D. None of the above

This highlights the importance of understanding the empirical rule when dealing with normal distributions. It provides a quick way to estimate probabilities without going through detailed calculations. So, what's the big picture here? We've not only solved a specific problem, but we've also reinforced our understanding of key statistical concepts. Now, let's wrap things up with a final summary and some key takeaways.

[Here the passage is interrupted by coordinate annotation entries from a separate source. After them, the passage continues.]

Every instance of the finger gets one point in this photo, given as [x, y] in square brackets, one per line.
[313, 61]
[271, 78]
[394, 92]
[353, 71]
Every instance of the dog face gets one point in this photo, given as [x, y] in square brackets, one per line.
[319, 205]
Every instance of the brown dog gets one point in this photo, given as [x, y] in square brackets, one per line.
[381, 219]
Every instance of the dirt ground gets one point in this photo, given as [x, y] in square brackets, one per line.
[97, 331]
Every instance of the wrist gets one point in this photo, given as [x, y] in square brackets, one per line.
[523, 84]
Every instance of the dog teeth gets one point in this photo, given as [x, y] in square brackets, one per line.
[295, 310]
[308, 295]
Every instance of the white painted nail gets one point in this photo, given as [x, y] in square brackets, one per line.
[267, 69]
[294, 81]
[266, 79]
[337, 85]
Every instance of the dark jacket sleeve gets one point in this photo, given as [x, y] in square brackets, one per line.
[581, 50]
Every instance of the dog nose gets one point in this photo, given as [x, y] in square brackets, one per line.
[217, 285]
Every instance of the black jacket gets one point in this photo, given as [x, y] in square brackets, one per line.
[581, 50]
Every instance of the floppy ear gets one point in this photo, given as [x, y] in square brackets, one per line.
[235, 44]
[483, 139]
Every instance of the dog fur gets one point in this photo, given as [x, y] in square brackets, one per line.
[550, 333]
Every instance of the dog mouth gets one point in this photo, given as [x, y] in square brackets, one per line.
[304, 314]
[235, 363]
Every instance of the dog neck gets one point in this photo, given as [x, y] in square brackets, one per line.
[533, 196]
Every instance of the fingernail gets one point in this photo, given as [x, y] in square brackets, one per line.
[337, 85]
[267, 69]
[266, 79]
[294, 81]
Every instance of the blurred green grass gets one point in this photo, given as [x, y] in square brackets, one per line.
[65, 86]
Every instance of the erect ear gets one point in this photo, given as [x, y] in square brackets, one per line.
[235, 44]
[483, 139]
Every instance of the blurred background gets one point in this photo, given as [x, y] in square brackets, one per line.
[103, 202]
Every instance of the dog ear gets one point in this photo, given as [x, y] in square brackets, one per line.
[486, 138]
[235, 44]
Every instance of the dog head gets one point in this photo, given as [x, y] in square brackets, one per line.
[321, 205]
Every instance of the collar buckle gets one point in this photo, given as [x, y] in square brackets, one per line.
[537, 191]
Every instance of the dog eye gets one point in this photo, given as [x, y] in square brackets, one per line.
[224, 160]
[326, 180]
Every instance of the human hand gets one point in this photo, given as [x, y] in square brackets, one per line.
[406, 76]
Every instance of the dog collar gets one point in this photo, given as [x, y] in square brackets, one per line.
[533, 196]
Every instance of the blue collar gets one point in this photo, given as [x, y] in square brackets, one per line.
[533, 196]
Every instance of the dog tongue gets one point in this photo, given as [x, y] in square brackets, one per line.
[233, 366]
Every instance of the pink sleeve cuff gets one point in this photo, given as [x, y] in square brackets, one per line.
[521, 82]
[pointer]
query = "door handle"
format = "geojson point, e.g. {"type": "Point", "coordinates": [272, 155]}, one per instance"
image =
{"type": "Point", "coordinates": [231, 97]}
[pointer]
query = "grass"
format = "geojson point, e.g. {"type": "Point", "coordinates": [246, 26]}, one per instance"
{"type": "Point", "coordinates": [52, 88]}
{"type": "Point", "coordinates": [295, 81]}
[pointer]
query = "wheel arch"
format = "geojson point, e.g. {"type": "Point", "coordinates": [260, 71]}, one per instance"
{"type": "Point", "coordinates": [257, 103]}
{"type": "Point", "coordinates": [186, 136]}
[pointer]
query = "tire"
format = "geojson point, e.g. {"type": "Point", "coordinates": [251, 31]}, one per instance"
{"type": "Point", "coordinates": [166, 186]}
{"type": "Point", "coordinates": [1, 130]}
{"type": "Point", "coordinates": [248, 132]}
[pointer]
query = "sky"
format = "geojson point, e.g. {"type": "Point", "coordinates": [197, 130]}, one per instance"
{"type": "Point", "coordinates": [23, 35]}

Conclusion and Key Takeaways

So, guys, we've journeyed through the world of normal distributions, z-scores, and probability to solve our clock assembly problem. We started by understanding the problem context, then calculated z-scores to standardize our values, used the standard normal distribution table to find probabilities, and finally, applied the empirical rule to select the correct answer. Even though none of the provided options perfectly matched our calculation, we were able to confidently choose the most appropriate answer, "None of the above," based on our understanding of statistical principles. The key takeaway here is that understanding the underlying concepts is just as important as the calculations themselves. The empirical rule, for instance, is a powerful tool for quickly estimating probabilities in normal distributions. This problem also highlights the importance of data analysis in real-world scenarios. By understanding the distribution of assembly times, factory managers can make informed decisions to optimize production processes. So, what have we learned today? We've not just solved a math problem; we've gained insights into how statistics can help us understand the world around us. We've seen how z-scores and the standard normal distribution table are valuable tools for working with normal distributions. And we've reinforced the importance of the empirical rule as a quick and easy way to estimate probabilities. Keep these concepts in mind, and you'll be well-equipped to tackle similar problems in the future. Remember, statistics isn't just about numbers; it's about understanding patterns and making informed decisions. So, keep exploring, keep learning, and keep rocking those statistical challenges!